A number of malignancies which have been seen with other immunodeficiency diseases have appeared in patients immunosuppressed by the human immunodeficiency virus (HIV) infection. These include Kaposi's sarcoma, lymphomas, superficially spreading basal cell carcinomas, and squamous cell carcinomas. The fact that Kaposi's sarcoma is the most common of these malignancies and is seen almost exclusively among homosexual men remains an enigma. The dermatological treatment of Kaposi's sarcoma includes observation, surgical excision, radiation therapy, interlesional chemotherapy, and topical liquid nitrogen. When the disease becomes more aggressive, systemic chemotherapy, using a combination of chemotherapeutic agents, will often slow disease progression. It is essential that the chemotherapy be given in a dose that will slow the course of the malignancy, but will not further immunosuppress the patient.
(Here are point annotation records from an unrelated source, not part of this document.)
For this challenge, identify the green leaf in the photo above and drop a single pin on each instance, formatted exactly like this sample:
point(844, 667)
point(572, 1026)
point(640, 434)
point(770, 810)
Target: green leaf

The treatment of lymphomas in HIV-infected patients has been less than satisfactory, with a high mortality rate. Aggressive therapy of these lymphomas using combination therapy has been the most successful in increasing survival.

摘要

在因人类免疫缺陷病毒(HIV)感染而免疫抑制的患者中,出现了一些与其他免疫缺陷疾病相关的恶性肿瘤。这些包括卡波西肉瘤、淋巴瘤、浅表扩散性基底细胞癌和鳞状细胞癌。卡波西肉瘤是这些恶性肿瘤中最常见的,且几乎仅见于同性恋男性,这一事实仍然是个谜。卡波西肉瘤的皮肤科治疗方法包括观察、手术切除、放射治疗、病灶内化疗和局部液氮冷冻。当疾病变得更具侵袭性时,使用多种化疗药物联合的全身化疗通常会减缓疾病进展。至关重要的是,化疗的剂量要能减缓恶性肿瘤的进程,但又不会进一步抑制患者的免疫功能。对感染HIV患者的淋巴瘤治疗效果一直不尽人意,死亡率很高。使用联合疗法积极治疗这些淋巴瘤在提高生存率方面最为成功。